‘The Round-Up’ is a 1965 Hungarian film directed by Miklos Jancso. It was well received in its home country, and was its director’s first film to receive international acclaim. This is one of the most influential films and considered as masterpiece for its unusual treatment with its theme on Prisoners of War. The film is full of powerful paradoxes. What we see and hear has less impact in a emptiness than the cumulative nature of beholding constant atrocities greater than mere physical death. The Round-Up is pure, one-sided psychological warfare and one the greatest films to come out of Hungary.
The director Miklos Jancso’s ‘The Round-Up’ is a work of overwhelming magnificence, the splendor of this film is inexplicably enough, cultivated from the isolated, barren land of nothingness, otherwise known as the Hungarian Plain.
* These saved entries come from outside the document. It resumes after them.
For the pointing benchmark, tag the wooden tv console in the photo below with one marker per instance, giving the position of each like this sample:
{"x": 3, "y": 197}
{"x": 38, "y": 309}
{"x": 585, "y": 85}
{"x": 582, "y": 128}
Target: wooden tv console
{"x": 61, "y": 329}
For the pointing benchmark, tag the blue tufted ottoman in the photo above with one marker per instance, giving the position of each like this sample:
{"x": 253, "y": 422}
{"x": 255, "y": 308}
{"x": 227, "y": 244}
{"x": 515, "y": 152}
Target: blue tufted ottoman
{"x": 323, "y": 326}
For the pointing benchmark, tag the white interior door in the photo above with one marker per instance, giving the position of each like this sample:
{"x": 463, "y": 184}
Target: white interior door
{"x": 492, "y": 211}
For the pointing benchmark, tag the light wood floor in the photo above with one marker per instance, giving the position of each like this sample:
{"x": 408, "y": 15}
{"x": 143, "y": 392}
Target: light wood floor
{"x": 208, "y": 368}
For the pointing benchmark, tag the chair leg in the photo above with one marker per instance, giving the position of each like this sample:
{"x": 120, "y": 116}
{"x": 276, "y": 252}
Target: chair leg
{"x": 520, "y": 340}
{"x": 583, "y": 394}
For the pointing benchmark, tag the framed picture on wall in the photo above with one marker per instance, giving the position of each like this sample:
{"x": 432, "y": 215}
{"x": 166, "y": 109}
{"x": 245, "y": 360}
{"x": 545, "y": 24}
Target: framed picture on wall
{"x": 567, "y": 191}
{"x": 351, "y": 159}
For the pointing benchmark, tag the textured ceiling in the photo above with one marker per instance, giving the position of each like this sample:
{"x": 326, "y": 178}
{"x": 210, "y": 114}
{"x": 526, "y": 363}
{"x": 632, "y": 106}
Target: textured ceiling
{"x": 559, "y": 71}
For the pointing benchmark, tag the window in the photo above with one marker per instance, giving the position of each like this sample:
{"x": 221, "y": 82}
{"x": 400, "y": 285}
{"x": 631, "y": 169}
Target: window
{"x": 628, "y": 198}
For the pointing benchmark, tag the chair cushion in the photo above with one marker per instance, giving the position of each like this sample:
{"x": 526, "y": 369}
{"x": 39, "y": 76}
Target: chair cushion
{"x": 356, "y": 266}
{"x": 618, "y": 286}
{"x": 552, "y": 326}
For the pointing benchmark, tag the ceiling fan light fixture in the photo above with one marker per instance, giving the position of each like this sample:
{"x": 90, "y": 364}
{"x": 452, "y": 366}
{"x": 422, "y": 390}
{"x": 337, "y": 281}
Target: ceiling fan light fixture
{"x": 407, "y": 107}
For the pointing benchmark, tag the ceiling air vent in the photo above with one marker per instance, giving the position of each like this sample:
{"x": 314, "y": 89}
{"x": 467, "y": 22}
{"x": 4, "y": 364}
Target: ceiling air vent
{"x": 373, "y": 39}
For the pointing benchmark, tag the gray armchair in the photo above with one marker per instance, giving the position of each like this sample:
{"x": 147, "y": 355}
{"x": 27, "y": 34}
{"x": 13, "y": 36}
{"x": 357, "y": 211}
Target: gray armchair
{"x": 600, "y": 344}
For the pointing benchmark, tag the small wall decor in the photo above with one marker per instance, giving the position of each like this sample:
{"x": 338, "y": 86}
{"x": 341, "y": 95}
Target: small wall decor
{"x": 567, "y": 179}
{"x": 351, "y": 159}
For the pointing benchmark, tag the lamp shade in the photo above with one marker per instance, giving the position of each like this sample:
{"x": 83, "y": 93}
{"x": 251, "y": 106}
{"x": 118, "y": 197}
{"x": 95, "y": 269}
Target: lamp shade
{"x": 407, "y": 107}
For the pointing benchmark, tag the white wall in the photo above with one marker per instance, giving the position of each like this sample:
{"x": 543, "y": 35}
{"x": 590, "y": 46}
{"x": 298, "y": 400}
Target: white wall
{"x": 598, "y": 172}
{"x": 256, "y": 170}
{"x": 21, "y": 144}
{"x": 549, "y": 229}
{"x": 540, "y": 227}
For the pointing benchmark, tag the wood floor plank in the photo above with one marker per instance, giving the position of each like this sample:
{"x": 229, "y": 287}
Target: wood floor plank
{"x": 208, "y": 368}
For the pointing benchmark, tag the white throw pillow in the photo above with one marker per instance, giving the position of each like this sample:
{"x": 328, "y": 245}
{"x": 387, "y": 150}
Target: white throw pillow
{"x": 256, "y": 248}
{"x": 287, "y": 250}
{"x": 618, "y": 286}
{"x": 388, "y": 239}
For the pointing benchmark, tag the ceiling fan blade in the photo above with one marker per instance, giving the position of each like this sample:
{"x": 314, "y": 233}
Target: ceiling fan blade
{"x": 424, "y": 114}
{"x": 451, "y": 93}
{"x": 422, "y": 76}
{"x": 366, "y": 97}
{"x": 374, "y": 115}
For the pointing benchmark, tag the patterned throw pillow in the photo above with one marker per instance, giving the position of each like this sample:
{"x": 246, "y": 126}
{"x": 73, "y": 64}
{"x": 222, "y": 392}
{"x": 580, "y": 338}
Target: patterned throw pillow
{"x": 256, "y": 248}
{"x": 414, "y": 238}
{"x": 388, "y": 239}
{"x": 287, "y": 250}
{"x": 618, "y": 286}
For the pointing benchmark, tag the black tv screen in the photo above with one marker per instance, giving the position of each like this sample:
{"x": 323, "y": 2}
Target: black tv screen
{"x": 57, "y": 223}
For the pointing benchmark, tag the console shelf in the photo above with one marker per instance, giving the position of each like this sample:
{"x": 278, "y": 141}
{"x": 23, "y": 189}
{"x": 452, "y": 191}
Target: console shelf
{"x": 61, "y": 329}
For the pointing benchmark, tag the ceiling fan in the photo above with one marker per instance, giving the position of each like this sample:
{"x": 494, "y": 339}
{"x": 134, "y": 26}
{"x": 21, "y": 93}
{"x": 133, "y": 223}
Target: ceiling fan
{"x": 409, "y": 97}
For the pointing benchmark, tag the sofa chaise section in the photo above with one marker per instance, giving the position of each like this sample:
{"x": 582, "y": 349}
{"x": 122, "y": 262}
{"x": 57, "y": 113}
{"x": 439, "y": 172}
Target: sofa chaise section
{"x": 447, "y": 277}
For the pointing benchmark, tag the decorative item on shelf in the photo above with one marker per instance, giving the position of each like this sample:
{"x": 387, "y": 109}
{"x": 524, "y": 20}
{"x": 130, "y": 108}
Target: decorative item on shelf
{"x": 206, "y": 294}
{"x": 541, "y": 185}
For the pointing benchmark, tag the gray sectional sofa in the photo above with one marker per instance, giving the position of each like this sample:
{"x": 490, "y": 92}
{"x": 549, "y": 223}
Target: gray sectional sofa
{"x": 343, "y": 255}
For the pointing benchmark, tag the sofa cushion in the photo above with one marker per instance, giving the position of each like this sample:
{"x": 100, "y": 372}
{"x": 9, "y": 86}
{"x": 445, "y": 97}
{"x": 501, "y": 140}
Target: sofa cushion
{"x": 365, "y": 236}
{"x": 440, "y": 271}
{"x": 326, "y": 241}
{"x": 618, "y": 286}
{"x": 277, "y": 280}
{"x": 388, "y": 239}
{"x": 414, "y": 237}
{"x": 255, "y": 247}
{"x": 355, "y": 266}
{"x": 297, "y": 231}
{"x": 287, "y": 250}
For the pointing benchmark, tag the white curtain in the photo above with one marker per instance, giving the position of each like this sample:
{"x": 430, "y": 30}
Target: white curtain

However, one could easily mistake it for the earthly embodiment of nuisance with its vast expanses of negative space, sediments of hopelessness and broken souls.
The film was seen by over a million people in its theatrical run in a country with a population of around ten million at the time. The film was selected as the Hungarian entry for the Best Foreign Language Film at the 39th Academy Awards, but was not accepted as a nominee.
The story is based on the true facts of history- Set in a prison camp, on some God-forsaken stretch of land on the Hungarian Plain (Puszta) following the suppression of Lajos Kossuth’s 1848 revolution against Habsburg rule in Hungary. The prison camps were set up for people suspected of being Kossuth’s supporters. Around 20 years later, some members of highwayman Sandor Rozsa’s guerrilla band, believed to be some of Kossuth’s last supporters, are known to be interned among the prisoners in a camp. The prison staffs try to identify the rebels and find out if Sandor is among them using various means of mental and physical torture and trickery. When one of the guerrillas, Janos Gajdar, is identified as a murderer by an old woman, he starts aiding his captors by acting as an informant. Gajdar is told that if he can show his captors a man who has killed more people than him, will be spared. Fearing his life, he turns in several people his captors had been looking for by name, but could not identify among the prisoners.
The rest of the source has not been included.